Previous literature noted that relations between cultural complexity and sexual norms are not very strong, see e.g. here, here and here.

I wanted to have a closer look at this myself in the Standard Cross-Cultural Sample (SCCS). The SCCS is a dataset with societies chosen as natural and unrelated as possible. They need to be unrelated such that statistics based on it are not biased toward cultural things that have been borrowed or inherted more often than others (the so called Galton's problem). Borrowed and inherited things may not necessarily reflect their likelihood of being naturally evolved and hence not necessarily group fitness. Note that there are objections that Galton's problem is likely still not solved in the SCCS, but let's ignore this for now. Dataset: http://eclectic.ss.uci.edu/~drwhite/sccs/

Codebook: http://eclectic.ss.uci.edu/~drwhite/courses/SCCCodes.htm


Figure 1. Cultural complexity and female premarital norms. https://i.imgur.com/gqUgUdp.png

Figure 2. Cultural complexity and homosexuality norms. https://i.imgur.com/AXExtro.png

Figure 3: Cultural complexity and % of married men with more than one wife. https://i.imgur.com/FaoAUrF.png

For clarity, that's variable 158.1.Modernization SUM OF CULTURAL COMPLEXITY (v149-v158).
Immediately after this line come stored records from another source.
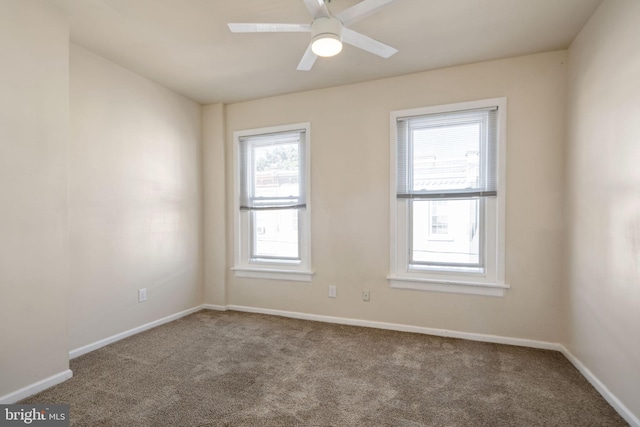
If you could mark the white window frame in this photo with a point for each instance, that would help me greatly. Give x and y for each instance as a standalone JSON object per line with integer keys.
{"x": 275, "y": 269}
{"x": 489, "y": 282}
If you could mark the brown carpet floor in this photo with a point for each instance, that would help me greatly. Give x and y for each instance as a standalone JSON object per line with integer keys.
{"x": 239, "y": 369}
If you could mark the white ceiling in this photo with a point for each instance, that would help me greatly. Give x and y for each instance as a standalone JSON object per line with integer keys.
{"x": 186, "y": 46}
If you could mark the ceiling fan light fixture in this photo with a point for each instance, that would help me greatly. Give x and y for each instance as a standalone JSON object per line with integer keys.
{"x": 326, "y": 45}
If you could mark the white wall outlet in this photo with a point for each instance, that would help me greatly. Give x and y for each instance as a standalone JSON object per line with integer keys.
{"x": 332, "y": 292}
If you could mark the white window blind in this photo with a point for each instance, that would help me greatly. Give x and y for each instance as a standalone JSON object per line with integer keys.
{"x": 272, "y": 171}
{"x": 447, "y": 155}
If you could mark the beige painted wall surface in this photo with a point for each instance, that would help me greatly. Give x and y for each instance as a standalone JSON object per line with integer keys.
{"x": 34, "y": 129}
{"x": 604, "y": 194}
{"x": 213, "y": 158}
{"x": 135, "y": 210}
{"x": 350, "y": 194}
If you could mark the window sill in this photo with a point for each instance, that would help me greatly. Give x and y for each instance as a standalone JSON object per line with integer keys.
{"x": 273, "y": 274}
{"x": 448, "y": 286}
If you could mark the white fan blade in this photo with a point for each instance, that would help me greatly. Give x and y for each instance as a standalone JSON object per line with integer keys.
{"x": 307, "y": 61}
{"x": 317, "y": 8}
{"x": 361, "y": 10}
{"x": 367, "y": 43}
{"x": 269, "y": 28}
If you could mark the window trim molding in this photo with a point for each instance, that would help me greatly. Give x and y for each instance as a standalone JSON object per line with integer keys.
{"x": 298, "y": 271}
{"x": 492, "y": 282}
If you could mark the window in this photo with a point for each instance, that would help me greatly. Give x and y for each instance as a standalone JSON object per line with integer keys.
{"x": 448, "y": 198}
{"x": 272, "y": 204}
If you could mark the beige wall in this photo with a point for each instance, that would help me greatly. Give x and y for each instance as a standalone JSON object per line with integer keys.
{"x": 350, "y": 193}
{"x": 604, "y": 194}
{"x": 135, "y": 190}
{"x": 215, "y": 245}
{"x": 34, "y": 127}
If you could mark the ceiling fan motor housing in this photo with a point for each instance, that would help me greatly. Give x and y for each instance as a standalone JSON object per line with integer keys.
{"x": 326, "y": 36}
{"x": 326, "y": 26}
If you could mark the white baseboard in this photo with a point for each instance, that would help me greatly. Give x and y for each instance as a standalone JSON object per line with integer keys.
{"x": 403, "y": 328}
{"x": 117, "y": 337}
{"x": 36, "y": 387}
{"x": 595, "y": 382}
{"x": 613, "y": 400}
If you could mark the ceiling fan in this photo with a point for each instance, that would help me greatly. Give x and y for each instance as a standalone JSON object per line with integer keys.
{"x": 327, "y": 31}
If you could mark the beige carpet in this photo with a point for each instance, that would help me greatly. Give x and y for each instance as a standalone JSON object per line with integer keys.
{"x": 239, "y": 369}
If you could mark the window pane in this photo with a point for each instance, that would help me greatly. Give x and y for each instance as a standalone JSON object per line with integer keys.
{"x": 275, "y": 234}
{"x": 445, "y": 232}
{"x": 446, "y": 157}
{"x": 276, "y": 170}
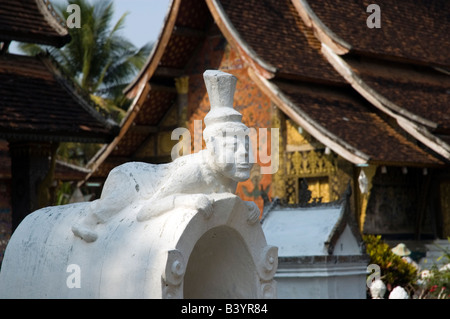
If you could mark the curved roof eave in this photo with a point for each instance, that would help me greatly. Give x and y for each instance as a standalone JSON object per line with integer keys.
{"x": 320, "y": 133}
{"x": 54, "y": 20}
{"x": 158, "y": 50}
{"x": 232, "y": 36}
{"x": 321, "y": 31}
{"x": 415, "y": 125}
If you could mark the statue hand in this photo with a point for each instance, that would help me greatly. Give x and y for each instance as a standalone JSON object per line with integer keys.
{"x": 204, "y": 205}
{"x": 253, "y": 212}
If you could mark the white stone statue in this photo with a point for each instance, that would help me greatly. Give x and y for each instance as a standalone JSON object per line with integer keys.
{"x": 174, "y": 230}
{"x": 399, "y": 293}
{"x": 187, "y": 180}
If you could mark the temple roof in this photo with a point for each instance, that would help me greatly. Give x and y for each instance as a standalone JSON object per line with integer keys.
{"x": 411, "y": 31}
{"x": 285, "y": 55}
{"x": 33, "y": 21}
{"x": 63, "y": 171}
{"x": 37, "y": 103}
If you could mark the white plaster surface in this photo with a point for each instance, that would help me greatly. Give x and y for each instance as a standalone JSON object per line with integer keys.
{"x": 132, "y": 259}
{"x": 158, "y": 231}
{"x": 303, "y": 232}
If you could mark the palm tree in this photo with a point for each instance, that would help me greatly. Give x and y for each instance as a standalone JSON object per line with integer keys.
{"x": 98, "y": 58}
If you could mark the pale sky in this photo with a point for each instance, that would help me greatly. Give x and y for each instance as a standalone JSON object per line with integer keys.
{"x": 144, "y": 20}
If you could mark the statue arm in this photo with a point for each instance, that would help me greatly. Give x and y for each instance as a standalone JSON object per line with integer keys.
{"x": 154, "y": 208}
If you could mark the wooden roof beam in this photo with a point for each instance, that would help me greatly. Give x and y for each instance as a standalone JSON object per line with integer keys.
{"x": 162, "y": 87}
{"x": 168, "y": 72}
{"x": 188, "y": 32}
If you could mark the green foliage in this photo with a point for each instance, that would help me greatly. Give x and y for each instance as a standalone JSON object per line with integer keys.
{"x": 394, "y": 270}
{"x": 99, "y": 60}
{"x": 435, "y": 283}
{"x": 98, "y": 57}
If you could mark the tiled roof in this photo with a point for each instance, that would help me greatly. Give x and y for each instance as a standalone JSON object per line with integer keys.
{"x": 277, "y": 34}
{"x": 410, "y": 30}
{"x": 272, "y": 35}
{"x": 32, "y": 21}
{"x": 353, "y": 120}
{"x": 421, "y": 91}
{"x": 37, "y": 103}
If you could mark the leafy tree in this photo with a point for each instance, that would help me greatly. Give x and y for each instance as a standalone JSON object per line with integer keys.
{"x": 99, "y": 59}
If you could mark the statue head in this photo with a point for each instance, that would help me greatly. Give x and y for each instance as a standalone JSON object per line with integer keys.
{"x": 227, "y": 138}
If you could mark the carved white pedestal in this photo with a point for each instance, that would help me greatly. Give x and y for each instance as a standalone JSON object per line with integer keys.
{"x": 179, "y": 254}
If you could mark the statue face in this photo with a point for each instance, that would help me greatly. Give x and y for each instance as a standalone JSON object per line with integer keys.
{"x": 231, "y": 153}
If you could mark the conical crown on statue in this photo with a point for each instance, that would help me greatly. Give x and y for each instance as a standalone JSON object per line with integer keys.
{"x": 220, "y": 87}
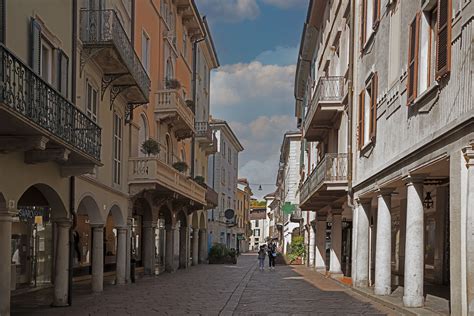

Shades of red indicate how strictly the offspring is socialized.

Of course, correlation is not causation, but it is still interesting to analyze. One clear pattern is that cultures who completely permitted female premarital sex, homosexuality or had lots of polygyny, never achieved high cultural complexity. Though one can also see that cultures with fairly mild norms could still achieve high complexity. It is also true that very strict norms do not guarantee high complexity at all.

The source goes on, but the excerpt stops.